Workers and management cause demise of Hostess

In better times before the bankruptcy, a worker checks Hostess Twinkies as move through production in their trays prior to cream injection at the Interstate Bakeries Corporation facility April 20, 2005 in Schiller Park, Illinois.
Tim Boyle

Hostess began as Interstate Bakeries Corporation (IBC) in 1930 and over time became the largest wholesale baker and distributor of bakery products in the United States.

But now the company is finished as it has shut down operations and is liquidating its assets after workers rejected a new contract after a January bankruptcy.

At the time, David Kaplan of Fortune pointed out that there are "no black hats or white knights in this tale" because the workers refused to adapt their demands in a competitive marketplace while management failed to turn the company around as investors looked to cash out.
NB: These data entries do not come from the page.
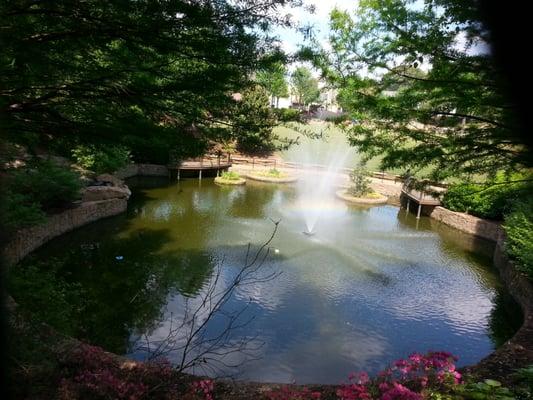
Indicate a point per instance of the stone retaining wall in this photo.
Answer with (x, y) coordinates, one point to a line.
(141, 170)
(518, 351)
(483, 228)
(27, 240)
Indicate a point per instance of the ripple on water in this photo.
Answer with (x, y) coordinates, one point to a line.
(371, 286)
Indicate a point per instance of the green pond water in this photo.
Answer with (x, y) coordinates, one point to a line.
(372, 285)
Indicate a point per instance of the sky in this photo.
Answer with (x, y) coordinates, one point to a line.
(319, 20)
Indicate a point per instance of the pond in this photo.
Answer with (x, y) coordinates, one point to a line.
(372, 285)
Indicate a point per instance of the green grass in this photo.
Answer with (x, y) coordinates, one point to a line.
(230, 176)
(272, 173)
(323, 142)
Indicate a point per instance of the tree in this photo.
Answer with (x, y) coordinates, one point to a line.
(254, 120)
(122, 73)
(274, 81)
(422, 82)
(304, 86)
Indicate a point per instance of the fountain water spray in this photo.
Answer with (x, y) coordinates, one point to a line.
(316, 188)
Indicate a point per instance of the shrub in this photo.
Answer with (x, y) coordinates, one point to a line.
(40, 287)
(20, 211)
(32, 190)
(519, 228)
(288, 115)
(45, 183)
(101, 159)
(338, 119)
(491, 200)
(230, 176)
(91, 373)
(272, 173)
(360, 182)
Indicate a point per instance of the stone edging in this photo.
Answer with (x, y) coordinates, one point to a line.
(342, 194)
(221, 181)
(27, 240)
(480, 227)
(516, 353)
(289, 179)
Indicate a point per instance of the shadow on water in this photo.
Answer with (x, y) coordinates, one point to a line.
(126, 282)
(506, 316)
(368, 282)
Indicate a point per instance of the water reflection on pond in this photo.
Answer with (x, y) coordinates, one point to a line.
(371, 286)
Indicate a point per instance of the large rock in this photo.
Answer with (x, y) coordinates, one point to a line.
(110, 180)
(98, 193)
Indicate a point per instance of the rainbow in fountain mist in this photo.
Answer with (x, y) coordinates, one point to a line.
(316, 188)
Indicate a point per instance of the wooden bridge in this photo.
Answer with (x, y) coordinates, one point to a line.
(427, 195)
(199, 165)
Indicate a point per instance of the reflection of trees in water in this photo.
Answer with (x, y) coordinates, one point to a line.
(506, 315)
(129, 294)
(252, 202)
(505, 320)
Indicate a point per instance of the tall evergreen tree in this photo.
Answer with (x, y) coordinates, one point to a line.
(421, 79)
(133, 73)
(274, 81)
(304, 86)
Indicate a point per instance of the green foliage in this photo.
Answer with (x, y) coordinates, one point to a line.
(230, 175)
(116, 73)
(254, 121)
(519, 228)
(304, 86)
(272, 173)
(489, 389)
(21, 211)
(452, 115)
(45, 183)
(32, 190)
(360, 182)
(100, 159)
(338, 119)
(288, 115)
(491, 200)
(39, 287)
(274, 81)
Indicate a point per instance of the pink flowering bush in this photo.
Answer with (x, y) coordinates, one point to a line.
(406, 379)
(91, 373)
(286, 393)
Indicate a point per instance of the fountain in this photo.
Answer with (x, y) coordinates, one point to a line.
(316, 189)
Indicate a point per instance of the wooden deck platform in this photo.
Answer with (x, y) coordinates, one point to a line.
(429, 197)
(199, 165)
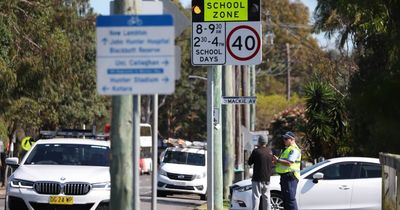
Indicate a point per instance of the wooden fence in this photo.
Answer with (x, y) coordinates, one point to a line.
(390, 182)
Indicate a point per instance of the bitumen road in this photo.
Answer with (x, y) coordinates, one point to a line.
(175, 202)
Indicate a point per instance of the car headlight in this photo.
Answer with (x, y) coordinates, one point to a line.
(20, 183)
(102, 185)
(199, 176)
(244, 188)
(162, 172)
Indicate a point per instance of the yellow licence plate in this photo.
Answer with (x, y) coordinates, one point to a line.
(64, 200)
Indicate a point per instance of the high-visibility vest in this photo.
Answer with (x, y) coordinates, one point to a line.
(295, 167)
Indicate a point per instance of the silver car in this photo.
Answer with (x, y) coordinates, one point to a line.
(334, 184)
(61, 173)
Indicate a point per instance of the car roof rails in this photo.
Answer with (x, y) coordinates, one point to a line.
(68, 133)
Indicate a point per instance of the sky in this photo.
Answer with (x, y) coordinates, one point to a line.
(103, 7)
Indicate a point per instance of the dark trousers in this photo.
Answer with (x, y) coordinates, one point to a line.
(288, 188)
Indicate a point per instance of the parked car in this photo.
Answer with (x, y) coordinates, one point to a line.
(183, 170)
(338, 183)
(61, 173)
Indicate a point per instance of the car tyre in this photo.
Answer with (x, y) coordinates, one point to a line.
(276, 201)
(203, 197)
(161, 193)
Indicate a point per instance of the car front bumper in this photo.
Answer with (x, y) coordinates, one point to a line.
(22, 198)
(195, 186)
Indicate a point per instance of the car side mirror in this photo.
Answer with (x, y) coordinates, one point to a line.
(317, 176)
(13, 162)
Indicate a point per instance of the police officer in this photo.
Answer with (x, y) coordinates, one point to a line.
(262, 159)
(288, 167)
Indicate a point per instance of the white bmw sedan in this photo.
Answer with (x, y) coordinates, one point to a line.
(61, 174)
(334, 184)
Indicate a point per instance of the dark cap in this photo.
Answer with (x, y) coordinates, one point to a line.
(262, 139)
(289, 135)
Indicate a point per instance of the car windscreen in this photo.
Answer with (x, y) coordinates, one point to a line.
(69, 154)
(309, 168)
(186, 158)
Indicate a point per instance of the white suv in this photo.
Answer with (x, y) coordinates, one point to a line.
(183, 170)
(61, 173)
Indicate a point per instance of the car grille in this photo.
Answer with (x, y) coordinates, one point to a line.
(52, 188)
(55, 188)
(76, 188)
(184, 177)
(179, 187)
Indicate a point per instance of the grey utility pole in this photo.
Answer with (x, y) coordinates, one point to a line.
(218, 177)
(124, 130)
(228, 116)
(210, 136)
(252, 93)
(288, 66)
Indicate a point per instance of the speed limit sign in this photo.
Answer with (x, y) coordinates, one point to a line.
(243, 43)
(226, 32)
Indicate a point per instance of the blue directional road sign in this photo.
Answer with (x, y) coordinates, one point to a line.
(135, 54)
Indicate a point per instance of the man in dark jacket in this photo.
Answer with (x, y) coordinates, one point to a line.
(262, 158)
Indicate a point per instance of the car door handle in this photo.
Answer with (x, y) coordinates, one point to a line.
(344, 187)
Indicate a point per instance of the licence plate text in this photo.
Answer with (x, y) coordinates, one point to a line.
(64, 200)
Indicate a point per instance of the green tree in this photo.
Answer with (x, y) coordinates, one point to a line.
(374, 28)
(268, 107)
(326, 130)
(47, 66)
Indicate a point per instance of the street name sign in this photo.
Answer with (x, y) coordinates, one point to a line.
(135, 54)
(238, 100)
(226, 32)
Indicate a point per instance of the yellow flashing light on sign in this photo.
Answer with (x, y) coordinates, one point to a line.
(225, 10)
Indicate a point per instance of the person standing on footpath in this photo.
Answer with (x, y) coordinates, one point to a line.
(262, 159)
(288, 167)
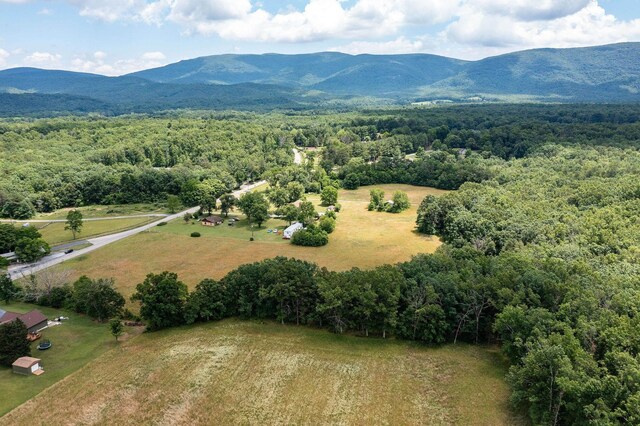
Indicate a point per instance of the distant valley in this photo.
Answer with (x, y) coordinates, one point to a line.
(273, 81)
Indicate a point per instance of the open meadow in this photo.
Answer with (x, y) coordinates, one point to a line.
(362, 239)
(75, 342)
(54, 232)
(239, 372)
(107, 211)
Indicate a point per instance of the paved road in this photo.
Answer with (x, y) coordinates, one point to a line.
(89, 219)
(297, 156)
(19, 271)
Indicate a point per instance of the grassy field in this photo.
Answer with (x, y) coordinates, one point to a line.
(106, 211)
(362, 239)
(237, 372)
(54, 233)
(75, 343)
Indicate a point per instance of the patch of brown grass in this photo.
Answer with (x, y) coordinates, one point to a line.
(236, 372)
(362, 239)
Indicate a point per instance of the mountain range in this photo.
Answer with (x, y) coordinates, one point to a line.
(608, 73)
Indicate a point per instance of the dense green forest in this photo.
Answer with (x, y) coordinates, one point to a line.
(542, 236)
(47, 164)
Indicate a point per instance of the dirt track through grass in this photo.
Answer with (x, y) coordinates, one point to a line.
(362, 239)
(237, 372)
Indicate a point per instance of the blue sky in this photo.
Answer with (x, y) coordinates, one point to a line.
(118, 36)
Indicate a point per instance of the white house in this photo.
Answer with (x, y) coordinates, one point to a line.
(288, 233)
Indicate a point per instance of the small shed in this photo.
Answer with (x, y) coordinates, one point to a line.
(288, 233)
(212, 221)
(27, 365)
(34, 320)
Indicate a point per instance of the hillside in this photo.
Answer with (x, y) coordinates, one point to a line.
(595, 74)
(133, 94)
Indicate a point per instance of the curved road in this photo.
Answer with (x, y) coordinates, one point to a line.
(19, 271)
(89, 219)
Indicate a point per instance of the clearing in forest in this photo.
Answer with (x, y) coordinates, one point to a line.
(362, 239)
(238, 372)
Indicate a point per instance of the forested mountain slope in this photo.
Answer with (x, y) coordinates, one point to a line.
(595, 74)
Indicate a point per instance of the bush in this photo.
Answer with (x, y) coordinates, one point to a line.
(327, 224)
(351, 181)
(310, 237)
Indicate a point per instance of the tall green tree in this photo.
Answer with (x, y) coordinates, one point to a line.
(227, 203)
(116, 327)
(376, 199)
(400, 202)
(306, 213)
(97, 298)
(255, 206)
(74, 222)
(329, 196)
(13, 342)
(162, 300)
(173, 203)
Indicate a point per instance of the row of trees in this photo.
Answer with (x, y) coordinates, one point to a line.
(81, 161)
(25, 241)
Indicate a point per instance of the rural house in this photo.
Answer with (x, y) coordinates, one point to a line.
(34, 320)
(27, 365)
(288, 233)
(212, 221)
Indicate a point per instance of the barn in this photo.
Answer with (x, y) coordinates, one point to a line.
(27, 365)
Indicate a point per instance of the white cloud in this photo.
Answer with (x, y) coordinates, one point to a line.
(588, 26)
(318, 20)
(472, 28)
(153, 56)
(43, 59)
(527, 10)
(110, 10)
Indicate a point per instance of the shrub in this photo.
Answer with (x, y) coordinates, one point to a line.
(310, 237)
(327, 224)
(351, 181)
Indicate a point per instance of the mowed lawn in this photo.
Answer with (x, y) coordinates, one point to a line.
(362, 239)
(75, 343)
(236, 372)
(107, 210)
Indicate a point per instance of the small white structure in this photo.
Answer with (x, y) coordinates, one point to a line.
(288, 233)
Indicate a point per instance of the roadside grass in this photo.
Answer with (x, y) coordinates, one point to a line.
(54, 233)
(362, 239)
(107, 210)
(75, 343)
(239, 372)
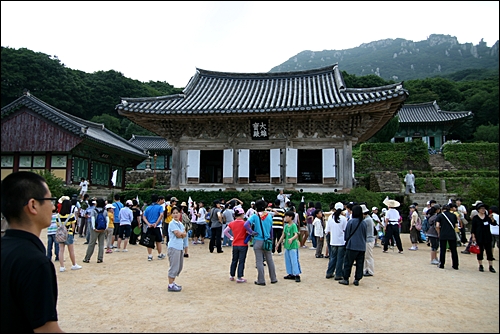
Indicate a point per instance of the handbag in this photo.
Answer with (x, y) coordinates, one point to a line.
(474, 248)
(268, 243)
(62, 231)
(148, 239)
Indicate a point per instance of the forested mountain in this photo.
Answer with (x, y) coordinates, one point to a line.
(93, 96)
(400, 59)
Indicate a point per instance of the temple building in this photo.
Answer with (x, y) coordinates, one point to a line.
(292, 130)
(426, 121)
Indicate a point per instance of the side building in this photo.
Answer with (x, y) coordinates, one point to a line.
(292, 130)
(38, 136)
(426, 121)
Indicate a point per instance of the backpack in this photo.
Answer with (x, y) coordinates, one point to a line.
(62, 231)
(418, 224)
(100, 222)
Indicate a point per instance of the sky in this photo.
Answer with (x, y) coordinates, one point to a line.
(167, 41)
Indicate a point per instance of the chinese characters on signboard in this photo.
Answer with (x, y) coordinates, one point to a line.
(260, 130)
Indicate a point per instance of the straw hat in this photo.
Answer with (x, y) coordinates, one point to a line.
(477, 202)
(364, 208)
(391, 203)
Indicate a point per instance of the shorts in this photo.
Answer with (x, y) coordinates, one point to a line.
(156, 233)
(434, 243)
(124, 231)
(69, 240)
(116, 229)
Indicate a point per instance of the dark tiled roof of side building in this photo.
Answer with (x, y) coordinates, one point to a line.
(211, 92)
(151, 143)
(429, 112)
(80, 127)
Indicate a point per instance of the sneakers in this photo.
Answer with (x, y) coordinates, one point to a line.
(174, 288)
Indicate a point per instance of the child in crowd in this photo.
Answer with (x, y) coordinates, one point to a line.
(319, 232)
(290, 240)
(240, 247)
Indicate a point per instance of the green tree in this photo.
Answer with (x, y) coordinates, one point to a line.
(488, 133)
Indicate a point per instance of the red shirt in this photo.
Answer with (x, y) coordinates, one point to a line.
(239, 232)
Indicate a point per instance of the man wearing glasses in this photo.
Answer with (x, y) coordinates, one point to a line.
(29, 283)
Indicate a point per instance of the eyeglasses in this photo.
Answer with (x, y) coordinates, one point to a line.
(52, 199)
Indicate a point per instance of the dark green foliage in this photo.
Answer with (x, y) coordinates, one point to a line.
(477, 156)
(81, 94)
(392, 157)
(385, 134)
(487, 133)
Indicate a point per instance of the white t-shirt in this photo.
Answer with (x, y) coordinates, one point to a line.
(318, 228)
(336, 230)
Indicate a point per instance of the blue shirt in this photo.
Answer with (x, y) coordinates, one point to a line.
(153, 212)
(267, 224)
(118, 206)
(174, 242)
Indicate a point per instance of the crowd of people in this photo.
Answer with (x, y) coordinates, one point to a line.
(346, 234)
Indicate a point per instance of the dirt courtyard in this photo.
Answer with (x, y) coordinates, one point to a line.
(127, 293)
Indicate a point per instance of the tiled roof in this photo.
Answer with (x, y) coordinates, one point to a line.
(151, 143)
(80, 127)
(211, 92)
(429, 112)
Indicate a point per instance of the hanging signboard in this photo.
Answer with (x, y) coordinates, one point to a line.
(259, 129)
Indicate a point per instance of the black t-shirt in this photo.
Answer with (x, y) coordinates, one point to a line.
(447, 231)
(29, 283)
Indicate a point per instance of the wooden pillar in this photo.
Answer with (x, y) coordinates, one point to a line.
(347, 162)
(176, 164)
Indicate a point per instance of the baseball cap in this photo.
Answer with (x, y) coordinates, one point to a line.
(238, 211)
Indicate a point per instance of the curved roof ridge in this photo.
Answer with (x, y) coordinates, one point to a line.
(152, 98)
(267, 75)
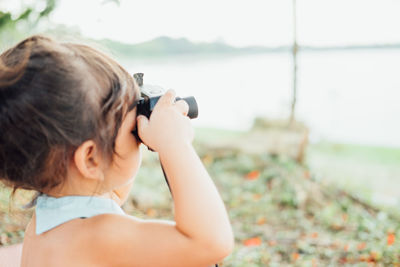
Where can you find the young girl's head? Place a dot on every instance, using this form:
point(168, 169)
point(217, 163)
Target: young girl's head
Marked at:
point(61, 108)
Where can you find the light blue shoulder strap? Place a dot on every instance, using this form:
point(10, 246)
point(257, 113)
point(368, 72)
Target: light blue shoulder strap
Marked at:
point(51, 212)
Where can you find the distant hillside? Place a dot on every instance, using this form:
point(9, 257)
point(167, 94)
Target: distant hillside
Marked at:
point(162, 46)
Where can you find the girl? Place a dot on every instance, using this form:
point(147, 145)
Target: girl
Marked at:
point(66, 116)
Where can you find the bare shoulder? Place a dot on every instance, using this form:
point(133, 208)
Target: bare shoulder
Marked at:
point(118, 240)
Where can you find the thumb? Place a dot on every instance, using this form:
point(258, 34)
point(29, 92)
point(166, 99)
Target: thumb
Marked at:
point(142, 123)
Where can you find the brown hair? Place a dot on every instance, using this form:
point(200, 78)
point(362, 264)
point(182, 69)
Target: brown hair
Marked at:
point(53, 97)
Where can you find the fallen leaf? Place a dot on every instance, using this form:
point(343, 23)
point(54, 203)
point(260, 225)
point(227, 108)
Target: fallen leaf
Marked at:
point(390, 239)
point(295, 256)
point(255, 241)
point(314, 235)
point(261, 221)
point(253, 175)
point(361, 246)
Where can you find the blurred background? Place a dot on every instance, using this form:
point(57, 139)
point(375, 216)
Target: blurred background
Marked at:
point(298, 112)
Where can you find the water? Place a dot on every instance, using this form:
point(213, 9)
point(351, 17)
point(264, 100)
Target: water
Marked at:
point(343, 96)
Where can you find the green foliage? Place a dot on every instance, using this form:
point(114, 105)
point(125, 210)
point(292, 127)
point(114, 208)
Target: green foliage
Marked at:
point(281, 215)
point(17, 25)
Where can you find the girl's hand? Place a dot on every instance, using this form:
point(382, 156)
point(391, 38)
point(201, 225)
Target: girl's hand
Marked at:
point(168, 126)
Steven Mufson of the Washington Post summarized the company's fatal problems as "a combination of pension burdens, labor rules, crippling debt from financial engineers and management’s failure to freshen up a stale product line and keep up with consumers’ changing tastes."

Here's how the pioneering company and its workers failed to keep up with the times:

Pension burdens: Mufson notes that the company had 372 collective bargaining agreements with a dozen unions and had roughly $2 billion in unfunded pension liabilities to its various unions' workers, but it brought in a disappointing $2.5 billion in revenue in 2011.

Labor rules: Kaplan noted how Hostess had ludicrous work rules based on labor contracts — including the requirement of separate drivers for deliveries of such goodies as Yankee Doodles and Nature's Pride Nutty Oat — which exacerbated their huge problem of high labor costs.

Crippling debt: Kaplan detailed how over the years labor unions had successfully negotiated generous pensions and health care benefits that increasingly ignored shifts in the marketplace. So once sales began to decline in the 1980s and '90s as consumers found healthier alternatives to snack cakes and white bread, debt started piling up to the tune of about $450 million by the first bankruptcy in 2004.

In 2009, after five years of restructuring, the company's total debt load was nearly $670 million despite winning concessions from the unions and new capital from investors as it became a private entity.

And by the time the company filed bankruptcy in January, it had lost $250 million — including being in the red in 30 of the previous 37 quarters in less than three years.

Stale products: A source told Mufson that even the most popular food brands need reinvention every eight years or so, but the company has been riding on the success of the Twinkie since its inception in 1933. Attempts to re-energize — such as bringing back the original banana-cream Twinkies and publishing "The Twinkies Cookbook" — flopped.

The mess led to the implosion of the company, as CNN Money reports. In September the 7,500 member International Brotherhood of Teamsters accepted a new contract with reduced wages and benefits, but the 5,000 member Bakers' union rejected the deal and eventually went on strike over contract negotiations.

The Teamsters accused the Bakers of pushing Hostess to the brink of liquidation, while the Bakers blamed management and the "Wall Street vulture capitalists in control" for the company's dire condition.

In the end all sides are blaming one another while the iconic company shuts its doors.